El monje, porque es sábado, se ha ido a barrer. Vuelve con una escoba grande y empieza con calma y con cuidado por un extremo del claustro. Es un trabajo humilde y un poco, sólo un poco, sacrificado. Barrer no es remar en galeras o picar en la mina. Desde luego tampoco es un trabajo heroico. Es un trabajo ordinario que hay que repetir cada día. Tampoco ayuda a los demás en el mismo sentido en que ayuda a los demás cuidar enfermos o dar de comer a los pobres. Nadie puede sentir orgullo o vanidad porque barre con una escoba. El monje, que es doctor en historia, barre en paz y yo le observo, sentado al lado de una columna románica. No sé si a muchos doctores en historia se les caerían los anillos por hacer un trabajo humilde y tan poco vistoso. Pero no hay trabajos más o menos importantes. Tal y como lo hace el monje parece decir que todos los trabajos son igual de importantes y uno tiene que estar en ellos con toda su alma. Dios está entre los pucheros y entre las tesis doctorales, y, normalmente, nosotros estamos en un futuro incierto y amenazador. O en quiméricas ensoñaciones de grandeza, muy lejos de la humilde escoba.

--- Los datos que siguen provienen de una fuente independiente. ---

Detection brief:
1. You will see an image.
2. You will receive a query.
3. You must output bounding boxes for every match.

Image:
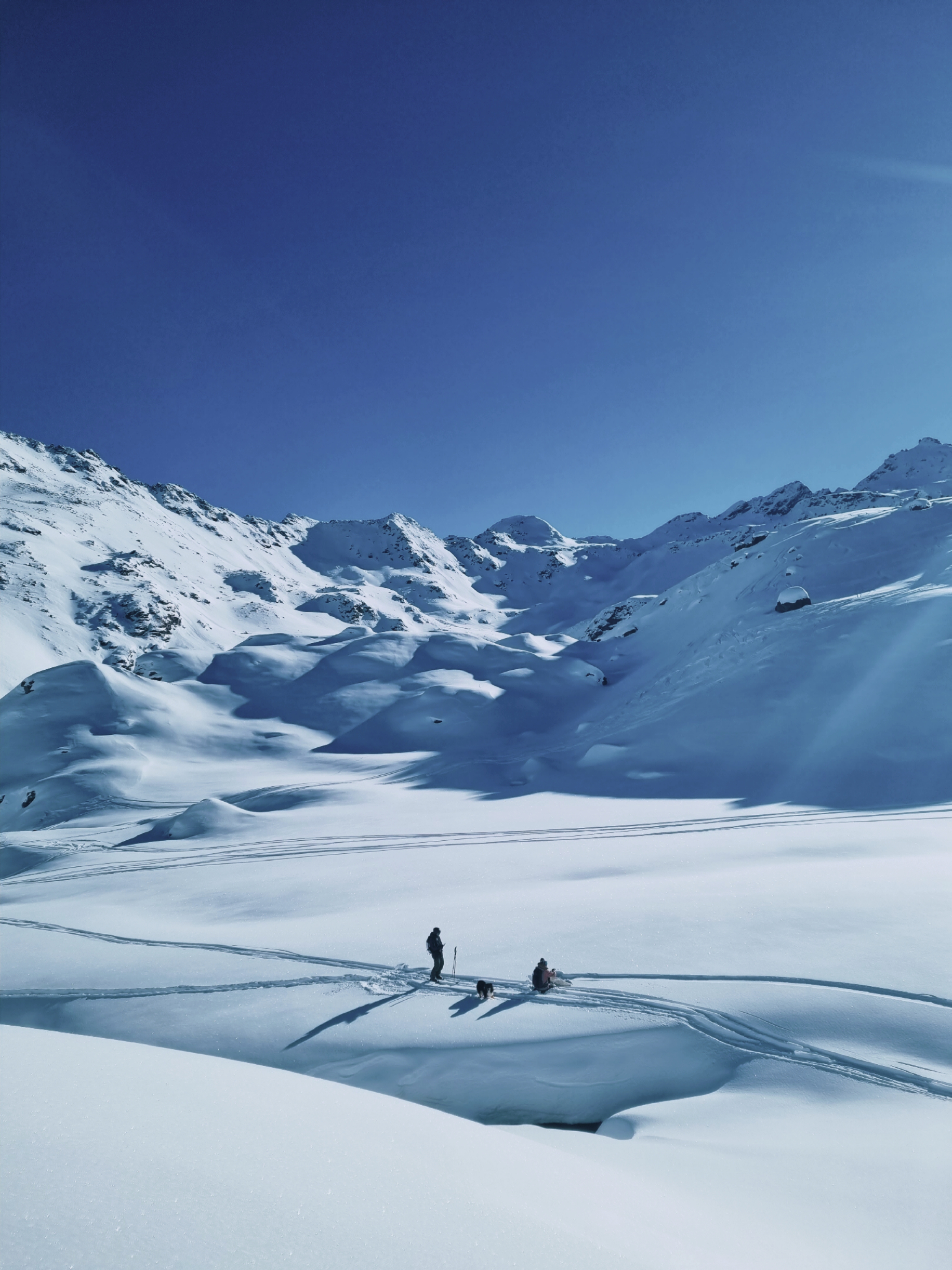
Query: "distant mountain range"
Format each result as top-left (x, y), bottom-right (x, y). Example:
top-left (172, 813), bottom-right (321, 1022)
top-left (0, 434), bottom-right (952, 828)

-No anticipe lo peor –el monje ha regresado y tengo para mí que ha adivinado lo que pasaba por mi cabeza una hora antes; algunos monjes saben muy bien dónde estás y en qué piensas: se lo avisa el ángel custodio-. No anticipe lo peor porque nunca le ha ocurrido lo peor. Es sencillo. Los acontecimientos levantan polvaredas aparatosas. Espere usted a que el polvo desaparezca y verá que se trata de un solo caballo, no de un escuadrón completo de jinetes. Un ejercicio, a veces dificilísimo, es decirse: “Eso no va a ocurrir”. Imponérselo, en la medida de lo posible, es aún más difícil, pero se lo recomiendo vivamente. Si además puede usted hacerle una mueca graciosa a eso que teme y que cree que ve acercarse, hágalo.
-No tengo fuerzas, padre.
-Bueno, por lo menos con palabras, dígase: “No podrán conmigo, no podrán conmigo”. Aunque esto no le cambie el estado anímico, hace efecto subterráneamente. La ansiedad o el miedo acéptelos con la boca, porque todo aquello que se expresa físicamente es seguro y mucho más voluntario que lo que hacemos en nuestro turbado interior cuando van mal dadas. Lo decía santa Teresa: “La imaginación es la loca de la casa.”
-La mía está muy loca.
-La de todos, no se crea tan especial –sonrió el monje como un padre paciente-. ¿Usted se arrodilla cuando reza?
-A veces, sí.
-Hágalo siempre que pueda. Su mente o su imaginación volarán hacia mundos fantasmagóricos pero, en la realidad, su cuerpo, que es usted mismo en lo que tiene de más real, estará orando. No olvide que nuestros cuerpos resucitarán. Tienen un valor sagrado.